Strategy and Management

Management Systems

One of the prime objectives of the Bayer Group is to achieve profitable growth in order to steadily increase the enterprise value and sustain the company as a going concern. Economic planning and management for the company takes place within a framework for the segments determined by the Board of Management in the course of the strategic management process and translated into specific targets during operational planning. Continuous monitoring of business developments complements the planning and management process, and key management and performance indicators are regularly updated. This process also involves implementing strategic objectives and adopting countermeasures in the event of deviations from the budget. Moreover, the Board of Management uses targets and performance indicators to steer the company’s sustainable alignment.
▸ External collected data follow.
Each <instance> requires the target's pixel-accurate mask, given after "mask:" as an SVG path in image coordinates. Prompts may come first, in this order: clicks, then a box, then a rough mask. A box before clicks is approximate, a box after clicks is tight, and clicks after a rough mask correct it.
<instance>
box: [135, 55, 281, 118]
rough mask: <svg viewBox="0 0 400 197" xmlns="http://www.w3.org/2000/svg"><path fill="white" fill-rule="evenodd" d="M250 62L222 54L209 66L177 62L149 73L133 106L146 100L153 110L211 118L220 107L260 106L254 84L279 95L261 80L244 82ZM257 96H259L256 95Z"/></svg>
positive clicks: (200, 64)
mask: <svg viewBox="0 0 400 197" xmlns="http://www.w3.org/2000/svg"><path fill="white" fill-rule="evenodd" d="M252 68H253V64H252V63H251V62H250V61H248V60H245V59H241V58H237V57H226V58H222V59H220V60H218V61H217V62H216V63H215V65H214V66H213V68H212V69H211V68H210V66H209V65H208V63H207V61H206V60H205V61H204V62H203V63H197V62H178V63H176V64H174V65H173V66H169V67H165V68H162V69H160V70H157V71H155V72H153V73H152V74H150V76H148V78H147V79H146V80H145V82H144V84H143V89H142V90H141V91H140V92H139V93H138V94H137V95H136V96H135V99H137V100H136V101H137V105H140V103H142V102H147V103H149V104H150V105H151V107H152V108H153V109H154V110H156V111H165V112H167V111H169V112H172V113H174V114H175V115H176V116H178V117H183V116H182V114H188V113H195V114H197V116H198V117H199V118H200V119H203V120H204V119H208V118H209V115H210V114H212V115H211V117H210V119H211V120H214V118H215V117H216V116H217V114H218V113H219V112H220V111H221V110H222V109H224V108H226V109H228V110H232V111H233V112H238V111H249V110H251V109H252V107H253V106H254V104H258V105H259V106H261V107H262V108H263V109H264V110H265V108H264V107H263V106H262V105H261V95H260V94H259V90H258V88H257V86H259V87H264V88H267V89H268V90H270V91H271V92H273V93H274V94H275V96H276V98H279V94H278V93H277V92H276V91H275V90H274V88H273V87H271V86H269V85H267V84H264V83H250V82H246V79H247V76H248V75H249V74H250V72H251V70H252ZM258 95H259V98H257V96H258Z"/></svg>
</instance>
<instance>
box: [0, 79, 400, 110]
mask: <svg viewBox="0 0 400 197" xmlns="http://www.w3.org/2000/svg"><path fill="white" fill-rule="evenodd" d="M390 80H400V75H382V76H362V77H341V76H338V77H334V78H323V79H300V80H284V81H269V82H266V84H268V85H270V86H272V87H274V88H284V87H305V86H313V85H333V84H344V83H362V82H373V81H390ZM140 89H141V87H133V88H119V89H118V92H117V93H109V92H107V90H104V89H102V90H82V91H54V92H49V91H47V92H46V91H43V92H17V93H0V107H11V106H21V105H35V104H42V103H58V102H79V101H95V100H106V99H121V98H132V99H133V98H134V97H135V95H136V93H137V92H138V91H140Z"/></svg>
We use the following indicators to plan, manage and monitor the development of our business:

Operational management indicators

The main parameters in economic management within the Bayer Group at the operational level are figures for sales, earnings and tied-up capital, which therefore also significantly affect short-term variable compensation.

Growth is measured primarily in terms of the change in sales after adjusting for currency and portfolio effects (Fx & portfolio adj.) in order to reflect the operational business development of the Group and the segments. A key measure of profitability at the Group and segment levels is EBITDA before special items. The EBITDA margin before special items, which is the ratio of EBITDA before special items to sales, serves as a relative indicator for the internal and external comparison of operational earning power. Another important profitability indicator for the Bayer Group is core earnings per share, which is the core net income divided by the weighted average number of shares.
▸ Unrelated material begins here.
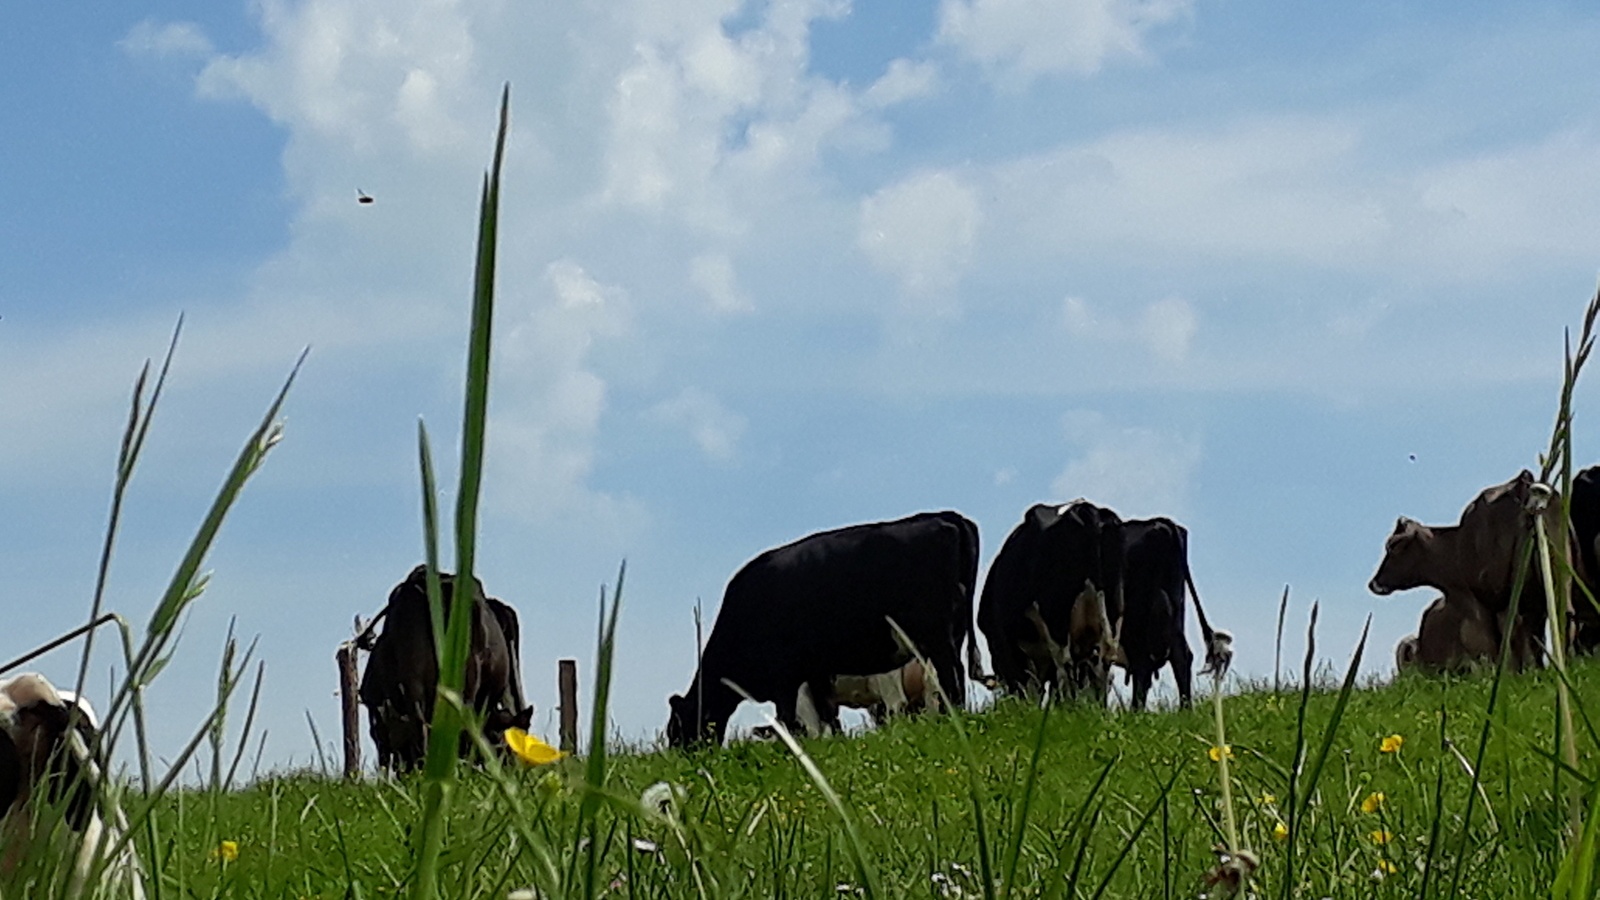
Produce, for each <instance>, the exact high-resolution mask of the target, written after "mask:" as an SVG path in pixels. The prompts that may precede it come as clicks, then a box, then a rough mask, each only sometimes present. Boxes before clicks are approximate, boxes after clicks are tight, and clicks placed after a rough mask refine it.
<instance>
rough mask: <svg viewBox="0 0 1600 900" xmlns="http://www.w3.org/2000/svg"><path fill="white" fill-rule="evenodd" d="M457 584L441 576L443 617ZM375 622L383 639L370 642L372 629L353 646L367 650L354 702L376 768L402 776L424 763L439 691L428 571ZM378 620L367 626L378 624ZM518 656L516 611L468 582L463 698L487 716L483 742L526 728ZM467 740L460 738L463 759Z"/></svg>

Strategic value-based indicator: return on capital employed (ROCE)

Return on capital employed (ROCE), which measures the company’s economic success in relation to the capital employed, supplements the operational management indicators. As a strategic indicator, ROCE measures the periodic capital return. This can then be compared with the weighted average cost of capital. If ROCE is greater than the cost of capital, this indicates that a contribution is being made to increasing the enterprise value, as the expectations of the capital market have been exceeded. Monitoring ROCE over time supports the analysis of long-term business development, while comparing ROCE between business areas is a process that aids portfolio analysis.